No lo pienso dos veces.

—Te quiero —digo, y le beso los labios carnosos y húmedos y le rodeo el cuello con los brazos. Luego doy un pequeño salto y me agarro con las piernas a su cintura—. Siempre te querré.

Lo miro fijamente a sus preciosos ojos verdes mientras él se coloca en la entrada a mi cuerpo. Permanece un segundo ahí, luchando por no sumergirse de pleno en mí.

—¿Me necesitas? —pregunta.

—Te necesito. —Sé que eso lo satisface casi tanto, o más, que un «te quiero».

—Siempre —confirma, y luego se introduce lentamente en mí con un movimiento paciente, y nuestra unión nos corta la respiración a ambos.

Me abraza mientras recuperamos el aliento, se acerca a una tumbona y me recuesta en ella, sin separarse de mí para que permanezcamos unidos. Nunca lo había visto mirarme con tanta sinceridad en los ojos.

—¿Has visto lo perfectamente bien que encajamos? —Se retira despacio y vuelve a entrar, suave y firme, marcando la pauta, de lo que está por llegar. Quiere hacerme el amor de verdad—. ¿Lo notas? —me pregunta con cariño, repitiendo el ardiente movimiento y exacerbando la necesidad que tengo de él.

—Sí —confirmo en voz baja. Lo noto desde la primera vez que conectamos, incluso desde la primera vez que nuestras miradas se cruzaron.

Continúa con sus estocadas lentas y contenidas, y yo llevo mis manos a su espalda, dibujando figuras asimétricas sobre su piel firme. Me besa en los labios.

—Yo también. Vamos a hacer el amor.

Me concentro en absorberlo y él sigue entrando y saliendo, moviendo las caderas en círculos y acercándome al clímax.
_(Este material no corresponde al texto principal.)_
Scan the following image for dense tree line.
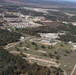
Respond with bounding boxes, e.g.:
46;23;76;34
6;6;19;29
0;29;21;46
0;47;63;75
17;24;76;42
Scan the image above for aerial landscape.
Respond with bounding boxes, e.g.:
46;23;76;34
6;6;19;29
0;0;76;75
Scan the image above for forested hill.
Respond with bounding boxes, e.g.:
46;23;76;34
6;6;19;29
0;47;62;75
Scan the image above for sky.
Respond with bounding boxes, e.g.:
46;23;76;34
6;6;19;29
45;0;76;2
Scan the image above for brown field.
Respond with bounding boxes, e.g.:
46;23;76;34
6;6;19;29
43;21;62;27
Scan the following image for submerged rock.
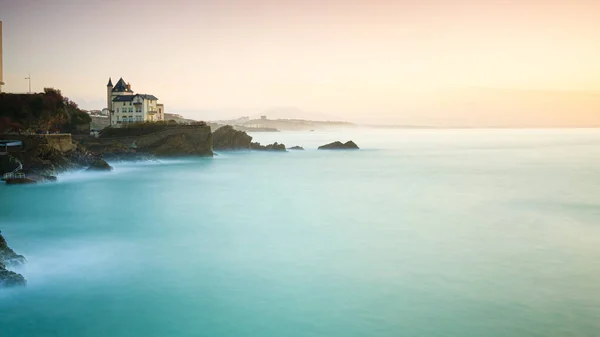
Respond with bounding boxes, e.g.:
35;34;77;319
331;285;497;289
319;140;359;150
212;125;252;150
250;142;286;151
0;234;27;288
87;159;113;171
0;263;27;288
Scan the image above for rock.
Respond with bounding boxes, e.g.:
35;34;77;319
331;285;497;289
0;264;27;288
0;234;27;288
147;132;213;157
0;155;19;176
0;234;27;266
250;142;286;151
319;140;359;150
213;125;252;150
87;159;113;171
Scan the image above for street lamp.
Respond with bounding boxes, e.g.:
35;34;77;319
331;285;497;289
25;74;31;94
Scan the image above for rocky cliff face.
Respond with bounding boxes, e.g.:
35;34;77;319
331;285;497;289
0;135;108;176
319;140;358;150
0;234;27;288
250;142;286;152
150;132;212;157
213;125;252;151
85;125;213;160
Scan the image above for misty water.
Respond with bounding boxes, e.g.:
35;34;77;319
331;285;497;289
0;129;600;337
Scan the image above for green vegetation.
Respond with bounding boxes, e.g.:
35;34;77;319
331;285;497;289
100;120;206;138
0;88;92;133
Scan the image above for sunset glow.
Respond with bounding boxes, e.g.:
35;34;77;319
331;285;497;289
0;0;600;126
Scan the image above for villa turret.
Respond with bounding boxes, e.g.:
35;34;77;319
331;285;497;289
106;78;165;127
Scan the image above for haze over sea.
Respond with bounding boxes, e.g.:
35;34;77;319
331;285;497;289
0;129;600;337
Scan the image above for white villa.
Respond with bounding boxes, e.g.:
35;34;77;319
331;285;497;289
106;78;165;127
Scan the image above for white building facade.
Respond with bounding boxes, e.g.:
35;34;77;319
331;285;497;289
106;78;165;127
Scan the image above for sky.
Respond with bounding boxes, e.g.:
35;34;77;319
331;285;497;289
0;0;600;127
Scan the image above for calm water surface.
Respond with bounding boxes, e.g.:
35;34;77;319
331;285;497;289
0;129;600;337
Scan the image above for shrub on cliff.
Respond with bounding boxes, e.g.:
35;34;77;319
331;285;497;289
0;88;91;132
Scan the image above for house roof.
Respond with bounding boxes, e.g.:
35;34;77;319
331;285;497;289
113;77;133;92
136;94;158;101
113;94;158;102
113;95;137;102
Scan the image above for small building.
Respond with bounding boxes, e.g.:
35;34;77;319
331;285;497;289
106;78;165;127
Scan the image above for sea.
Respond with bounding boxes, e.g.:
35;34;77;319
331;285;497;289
0;129;600;337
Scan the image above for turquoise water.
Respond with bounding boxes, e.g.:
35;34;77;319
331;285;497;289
0;129;600;337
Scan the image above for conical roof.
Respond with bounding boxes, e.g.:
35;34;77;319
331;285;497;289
113;77;131;92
Me mira con devoción, con adoración. Nuestras miradas se funden, ardientes. Su paciencia y su fuerza de voluntad para mantener este ritmo tan sensual hacen que lo quiera aún más. Sabe hacer el amor como nadie.

La arruga de la frente le resplandece de sudor a pesar del aire frío de la noche. Le cojo la cara con las manos para que no baje la mirada y su cuerpo vibra y tiembla sobre mí. Palpita en mi interior e, instintivamente, mis músculos se contraen alrededor de él. Se le acelera la respiración.

—Por Dios, Ava —gime hundiéndose y clavándose entero en mí. Las caricias precisas con las que colma mi pared anterior hacen que me muera de ganas de levantar las caderas y capturar el orgasmo que se aproxima.

—No puedo aguantar más —gimo.

—Juntos —dice tragando saliva, y tenso los muslos cuando me penetra de nuevo, esta vez menos controlado. Respira aceleradamente y apoya la frente en la mía mientras recupera el control con otra deliciosa embestida.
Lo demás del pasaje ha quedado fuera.